CPS officials, however, say 11 students have transferred in since February.
A net loss of students could spell the early end of Dyett. Sophomore Pierre Williams says he plans to stick by Dyett--“I don’t believe in giving up.” But he says it is disarming to see teachers leave and his classes shrink.
Williams and other students want the decision to close Dyett reversed and a plan they worked on with KOCO to be implemented.
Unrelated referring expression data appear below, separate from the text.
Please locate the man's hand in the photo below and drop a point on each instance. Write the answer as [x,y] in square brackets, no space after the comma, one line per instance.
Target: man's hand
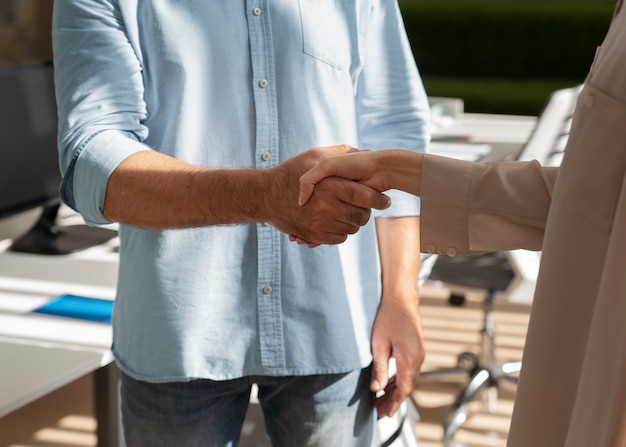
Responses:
[337,208]
[381,170]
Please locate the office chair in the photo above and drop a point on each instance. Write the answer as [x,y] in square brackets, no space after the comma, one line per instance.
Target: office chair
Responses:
[511,274]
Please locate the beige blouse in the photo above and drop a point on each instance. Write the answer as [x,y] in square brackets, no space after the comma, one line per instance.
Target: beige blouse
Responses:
[572,389]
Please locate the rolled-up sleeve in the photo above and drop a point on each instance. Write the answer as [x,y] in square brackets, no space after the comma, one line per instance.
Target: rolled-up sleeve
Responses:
[479,207]
[100,103]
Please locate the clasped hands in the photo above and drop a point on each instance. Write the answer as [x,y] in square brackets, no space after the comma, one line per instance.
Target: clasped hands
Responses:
[343,185]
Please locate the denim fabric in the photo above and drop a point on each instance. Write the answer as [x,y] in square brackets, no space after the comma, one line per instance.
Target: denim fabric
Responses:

The plan calls for feeder schools to have a global leadership focus and for Dyett’s curriculum to be aligned with that.
However, Dyett’s teachers and staff have resigned themselves to the idea that Dyett will dwindle away. “It is a done deal,” says Marilyn Foster, a computer teacher.
With only nine teachers left to cover three grades and every subject, the teachers will be taxed and few electives or extras will be offered.
“I would transfer my child to a school that has the resources,” Foster says.
Ziegler says that, as promised, CPS has provided or plans to provide extra academic and social-emotional supports for remaining students, including ACT prep classes and peace circles.
Still, the teachers say that they think Dyett has long been set up to fail and that the situation will worsen as the school phases out. “It just doesn’t make sense,” says teacher Jill Stone. “The ones who need the most get the least.”